Our new home doesn’t even crack the top ten among the oldest Canadian cities, missing that list by 50 years.
Victoria was founded as a Hudson Bay Company trading post in 1843, and was incorporated as a city in 1862, just five years before the British parliament passed the British North America Act, giving birth to the Dominion of Canada.
In spite of its relative youth, Victoria lays claim to being the site of the oldest Chinatown in Canada, the oldest synagogue in continuous use in Canada, and the oldest Masonic Lodge in British Columbia.
Victoria’s Chinatown is situated on the northern fringe of the city’s downtown core, just a couple of blocks away from Centennial Park and City Hall, and a 15-minute walk from the Empress Hotel, the Inner Harbour, and the grounds of the British Columbia Parliament buildings.
We lived in a vacation rental apartment one block south of Chinatown while we were waiting for our furniture to arrive from California, and we had the opportunity to explore the area.

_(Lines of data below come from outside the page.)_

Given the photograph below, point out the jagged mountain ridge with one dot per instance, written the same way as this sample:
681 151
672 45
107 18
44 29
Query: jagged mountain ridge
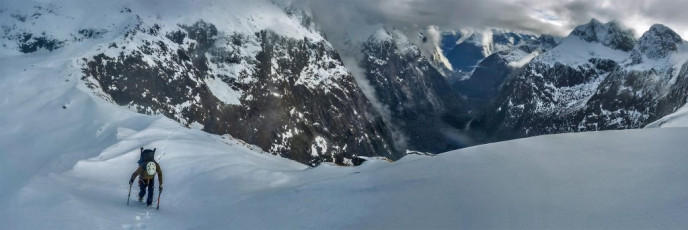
284 88
281 87
593 80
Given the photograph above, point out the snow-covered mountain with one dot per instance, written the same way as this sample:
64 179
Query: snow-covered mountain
256 71
67 151
483 84
420 103
598 78
465 49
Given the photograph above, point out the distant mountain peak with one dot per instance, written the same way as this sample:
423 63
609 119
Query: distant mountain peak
659 41
609 34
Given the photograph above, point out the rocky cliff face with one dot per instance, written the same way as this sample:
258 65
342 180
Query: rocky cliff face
594 80
484 82
418 100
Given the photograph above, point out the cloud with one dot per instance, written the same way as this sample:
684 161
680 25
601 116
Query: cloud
556 17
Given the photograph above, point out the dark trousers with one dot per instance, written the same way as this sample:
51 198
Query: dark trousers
150 184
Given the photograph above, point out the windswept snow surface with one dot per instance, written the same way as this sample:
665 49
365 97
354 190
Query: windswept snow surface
67 168
676 119
66 157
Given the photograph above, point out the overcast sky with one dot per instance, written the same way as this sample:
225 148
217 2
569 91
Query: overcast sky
553 16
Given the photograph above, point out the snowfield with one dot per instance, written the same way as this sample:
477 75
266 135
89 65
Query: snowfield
66 156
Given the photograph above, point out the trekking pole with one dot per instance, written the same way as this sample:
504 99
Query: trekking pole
159 191
129 194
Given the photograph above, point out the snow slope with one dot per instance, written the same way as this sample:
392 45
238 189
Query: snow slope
69 168
677 119
66 156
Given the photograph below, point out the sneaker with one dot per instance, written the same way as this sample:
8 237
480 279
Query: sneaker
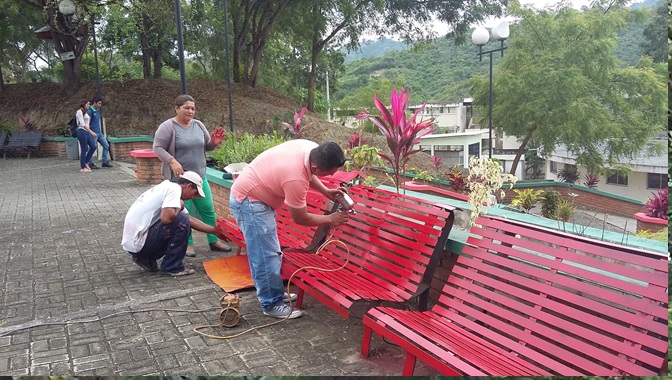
146 264
282 312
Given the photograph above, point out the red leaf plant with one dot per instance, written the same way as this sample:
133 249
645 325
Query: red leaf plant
401 133
297 130
657 205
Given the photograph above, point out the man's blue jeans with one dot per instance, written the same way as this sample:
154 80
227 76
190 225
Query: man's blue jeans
168 241
106 148
257 222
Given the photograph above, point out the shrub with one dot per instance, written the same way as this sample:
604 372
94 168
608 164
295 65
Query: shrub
566 210
457 181
526 199
657 206
401 133
568 174
550 199
244 148
591 181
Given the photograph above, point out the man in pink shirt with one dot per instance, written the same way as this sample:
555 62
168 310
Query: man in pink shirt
281 176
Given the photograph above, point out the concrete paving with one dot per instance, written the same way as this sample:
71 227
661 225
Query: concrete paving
72 302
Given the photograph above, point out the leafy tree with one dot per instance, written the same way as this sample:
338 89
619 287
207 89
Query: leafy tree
563 85
67 33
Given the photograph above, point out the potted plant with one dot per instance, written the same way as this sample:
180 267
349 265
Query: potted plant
401 133
486 176
656 216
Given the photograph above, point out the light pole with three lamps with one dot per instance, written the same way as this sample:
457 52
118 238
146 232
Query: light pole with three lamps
480 37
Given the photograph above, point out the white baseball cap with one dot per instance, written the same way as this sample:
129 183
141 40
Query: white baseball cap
196 179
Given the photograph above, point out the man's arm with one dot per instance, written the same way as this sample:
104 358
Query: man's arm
303 217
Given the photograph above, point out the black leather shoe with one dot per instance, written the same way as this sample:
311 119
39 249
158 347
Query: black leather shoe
223 248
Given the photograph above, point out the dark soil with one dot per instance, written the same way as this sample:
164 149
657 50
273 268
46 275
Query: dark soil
137 107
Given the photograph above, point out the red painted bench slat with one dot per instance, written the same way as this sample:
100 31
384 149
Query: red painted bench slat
395 243
563 304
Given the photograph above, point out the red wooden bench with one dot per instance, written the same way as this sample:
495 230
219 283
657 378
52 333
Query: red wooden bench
395 243
523 300
290 234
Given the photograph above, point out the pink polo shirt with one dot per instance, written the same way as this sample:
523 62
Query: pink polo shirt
280 175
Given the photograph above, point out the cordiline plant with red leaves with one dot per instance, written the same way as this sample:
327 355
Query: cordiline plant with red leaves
401 133
297 130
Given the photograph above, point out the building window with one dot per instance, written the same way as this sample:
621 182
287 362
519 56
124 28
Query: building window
656 181
554 167
617 178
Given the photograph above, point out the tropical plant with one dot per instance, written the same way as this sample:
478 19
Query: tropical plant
550 200
591 181
656 206
569 174
436 161
401 133
526 199
421 175
356 140
565 210
457 181
296 129
244 148
485 178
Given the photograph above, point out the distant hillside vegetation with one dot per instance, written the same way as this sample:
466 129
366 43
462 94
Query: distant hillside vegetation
371 48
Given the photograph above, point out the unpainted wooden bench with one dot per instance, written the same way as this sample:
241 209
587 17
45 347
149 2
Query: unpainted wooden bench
394 242
523 301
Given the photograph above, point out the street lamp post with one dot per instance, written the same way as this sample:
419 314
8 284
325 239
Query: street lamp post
480 37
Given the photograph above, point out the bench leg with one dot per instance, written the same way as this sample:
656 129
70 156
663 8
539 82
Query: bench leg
299 298
366 341
409 365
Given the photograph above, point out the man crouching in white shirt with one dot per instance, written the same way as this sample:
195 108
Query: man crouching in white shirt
157 225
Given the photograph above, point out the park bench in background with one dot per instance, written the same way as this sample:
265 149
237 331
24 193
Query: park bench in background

The Gate of Harmonious Interest, at the corner of Fisgard and Government, adorns Chinatown’s main commercial block.
There are several narrow alleyways, lined with shops, that connect Fisgard to Pandora, one block over. One of these is Fan Tan Alley.
The Chinese population of Victoria holds education in high esteem. The Chinese Public School, built in 1908, is still in active use today.
Wherever you turn in Chinatown, there is a reminder of the heritage of this historic part of Victoria.